The central bank “will no longer tolerate” an exchange rate below 1.20 francs to the euro, according to the unusually strongly worded statement, and “will enforce this minimum rate with the utmost determination and is prepared to buy foreign currency in unlimited quantities.”
This is not the first time the Swiss central bank has employed such a strategy to contain the franc, having used a similar operation in the late 1970s to weaken the currency against the Deutsche mark.
The move stunned currency traders, and sent the Swiss franc tumbling against other currencies. Jeremy Cook, chief economist at currency brokers World First, said it was "intervention on a grand scale", and the start of a "new battle in the currency wars".

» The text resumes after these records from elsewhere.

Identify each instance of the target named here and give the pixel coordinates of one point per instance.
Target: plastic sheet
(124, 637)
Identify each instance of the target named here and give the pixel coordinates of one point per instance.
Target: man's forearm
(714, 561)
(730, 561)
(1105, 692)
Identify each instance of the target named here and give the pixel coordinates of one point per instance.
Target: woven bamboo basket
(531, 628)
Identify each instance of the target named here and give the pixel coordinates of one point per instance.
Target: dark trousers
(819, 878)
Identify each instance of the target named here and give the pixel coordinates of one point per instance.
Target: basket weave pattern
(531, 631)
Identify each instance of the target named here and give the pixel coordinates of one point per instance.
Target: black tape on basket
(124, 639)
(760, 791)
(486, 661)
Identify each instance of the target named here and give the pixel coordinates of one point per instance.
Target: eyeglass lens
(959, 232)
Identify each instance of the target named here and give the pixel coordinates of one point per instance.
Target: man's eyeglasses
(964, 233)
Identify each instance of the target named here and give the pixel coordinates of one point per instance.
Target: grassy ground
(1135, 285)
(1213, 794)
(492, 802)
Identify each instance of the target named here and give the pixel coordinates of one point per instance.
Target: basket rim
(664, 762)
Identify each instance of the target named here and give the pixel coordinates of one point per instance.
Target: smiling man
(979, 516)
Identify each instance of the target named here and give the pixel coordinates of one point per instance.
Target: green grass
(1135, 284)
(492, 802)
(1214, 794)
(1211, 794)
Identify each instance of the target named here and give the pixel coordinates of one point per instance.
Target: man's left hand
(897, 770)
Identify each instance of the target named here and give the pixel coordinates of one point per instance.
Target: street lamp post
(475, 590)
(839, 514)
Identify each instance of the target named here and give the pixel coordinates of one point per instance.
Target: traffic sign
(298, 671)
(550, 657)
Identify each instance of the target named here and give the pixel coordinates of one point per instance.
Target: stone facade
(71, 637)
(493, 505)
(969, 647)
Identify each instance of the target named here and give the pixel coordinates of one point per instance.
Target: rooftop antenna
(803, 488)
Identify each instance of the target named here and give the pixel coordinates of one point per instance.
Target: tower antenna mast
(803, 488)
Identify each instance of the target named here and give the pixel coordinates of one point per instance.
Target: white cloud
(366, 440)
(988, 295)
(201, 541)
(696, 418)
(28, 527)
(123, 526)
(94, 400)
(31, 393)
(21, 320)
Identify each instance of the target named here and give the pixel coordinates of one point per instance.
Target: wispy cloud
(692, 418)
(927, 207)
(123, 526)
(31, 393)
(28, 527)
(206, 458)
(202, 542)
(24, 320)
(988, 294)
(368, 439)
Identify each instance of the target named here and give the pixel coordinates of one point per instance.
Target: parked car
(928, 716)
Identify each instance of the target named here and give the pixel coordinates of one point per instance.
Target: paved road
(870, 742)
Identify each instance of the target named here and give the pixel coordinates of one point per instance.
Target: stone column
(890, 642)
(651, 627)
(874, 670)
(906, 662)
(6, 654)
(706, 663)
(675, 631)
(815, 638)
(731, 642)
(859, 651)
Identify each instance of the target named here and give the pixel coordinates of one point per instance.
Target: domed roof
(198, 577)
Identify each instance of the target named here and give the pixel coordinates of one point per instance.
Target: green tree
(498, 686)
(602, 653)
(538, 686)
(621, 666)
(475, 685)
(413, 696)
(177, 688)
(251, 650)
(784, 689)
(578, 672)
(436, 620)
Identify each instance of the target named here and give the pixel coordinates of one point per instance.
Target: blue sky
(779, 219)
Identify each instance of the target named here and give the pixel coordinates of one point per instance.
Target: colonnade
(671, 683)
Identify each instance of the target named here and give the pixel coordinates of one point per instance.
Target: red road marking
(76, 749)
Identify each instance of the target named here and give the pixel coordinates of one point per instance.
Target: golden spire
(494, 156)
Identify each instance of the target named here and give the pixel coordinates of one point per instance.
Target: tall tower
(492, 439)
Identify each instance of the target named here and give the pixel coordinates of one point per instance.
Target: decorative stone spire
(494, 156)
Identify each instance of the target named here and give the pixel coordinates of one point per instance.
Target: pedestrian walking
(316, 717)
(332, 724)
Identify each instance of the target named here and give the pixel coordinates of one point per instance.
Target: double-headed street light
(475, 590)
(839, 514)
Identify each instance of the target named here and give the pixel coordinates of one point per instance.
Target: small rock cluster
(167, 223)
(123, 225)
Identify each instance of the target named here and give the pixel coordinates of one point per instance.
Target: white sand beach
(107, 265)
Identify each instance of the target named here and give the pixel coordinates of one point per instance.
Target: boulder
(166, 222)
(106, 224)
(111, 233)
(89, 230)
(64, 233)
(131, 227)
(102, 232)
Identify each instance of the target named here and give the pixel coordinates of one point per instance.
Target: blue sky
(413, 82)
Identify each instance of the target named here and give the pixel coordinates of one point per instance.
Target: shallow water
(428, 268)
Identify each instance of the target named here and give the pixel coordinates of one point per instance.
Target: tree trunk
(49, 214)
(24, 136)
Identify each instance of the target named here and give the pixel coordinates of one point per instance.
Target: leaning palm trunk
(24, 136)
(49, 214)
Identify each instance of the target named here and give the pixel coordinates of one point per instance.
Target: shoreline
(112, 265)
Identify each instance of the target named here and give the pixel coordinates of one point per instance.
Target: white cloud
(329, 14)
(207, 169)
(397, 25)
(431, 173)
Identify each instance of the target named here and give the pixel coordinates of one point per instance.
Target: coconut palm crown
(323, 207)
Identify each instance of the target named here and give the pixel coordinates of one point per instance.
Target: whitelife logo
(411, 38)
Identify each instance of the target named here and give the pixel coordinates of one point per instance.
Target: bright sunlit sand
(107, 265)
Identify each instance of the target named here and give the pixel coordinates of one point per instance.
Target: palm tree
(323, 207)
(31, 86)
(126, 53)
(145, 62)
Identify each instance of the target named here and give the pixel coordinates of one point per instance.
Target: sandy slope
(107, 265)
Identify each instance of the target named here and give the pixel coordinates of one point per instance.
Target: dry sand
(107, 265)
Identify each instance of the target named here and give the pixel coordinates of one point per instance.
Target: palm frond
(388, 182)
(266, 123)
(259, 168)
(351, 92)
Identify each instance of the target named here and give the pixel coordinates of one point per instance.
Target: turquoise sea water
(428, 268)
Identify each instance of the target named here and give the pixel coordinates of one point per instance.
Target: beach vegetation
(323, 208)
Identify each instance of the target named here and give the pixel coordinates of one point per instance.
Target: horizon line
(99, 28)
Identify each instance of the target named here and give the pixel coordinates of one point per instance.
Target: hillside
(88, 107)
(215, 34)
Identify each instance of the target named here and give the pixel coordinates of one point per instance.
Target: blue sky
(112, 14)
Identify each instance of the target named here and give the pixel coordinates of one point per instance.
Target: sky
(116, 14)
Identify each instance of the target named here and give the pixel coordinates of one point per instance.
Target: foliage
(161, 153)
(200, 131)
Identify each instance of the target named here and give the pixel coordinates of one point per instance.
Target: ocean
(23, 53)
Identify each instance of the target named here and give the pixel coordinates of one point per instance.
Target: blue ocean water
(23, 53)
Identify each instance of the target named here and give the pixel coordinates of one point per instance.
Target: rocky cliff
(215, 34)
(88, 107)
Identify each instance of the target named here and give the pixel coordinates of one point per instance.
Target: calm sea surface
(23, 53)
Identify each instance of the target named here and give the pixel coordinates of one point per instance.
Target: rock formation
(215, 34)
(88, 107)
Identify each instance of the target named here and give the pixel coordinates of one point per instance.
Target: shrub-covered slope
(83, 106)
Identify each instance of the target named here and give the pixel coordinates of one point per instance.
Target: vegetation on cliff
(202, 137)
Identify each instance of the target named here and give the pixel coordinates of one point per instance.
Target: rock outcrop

Just last month, the Swiss National Bank pledged to maintain its near zero interest rates and to increase the supply of Swiss francs available to traders. Yet, this move did not succeed in weakening the currency.
The Japanese yen has also been pushed higher since the financial crisis began, hurting the country's exporters and prompting Japan's central bank to launch its own interventions.
Related: Japan Intervenes To Prevent "Over-Valued" Yen From Rising Further
Louise Cooper, markets analyst at BGC Partners, warned that central banks do not have unlimited power – as the UK learned during Black Wednesday in September 1992.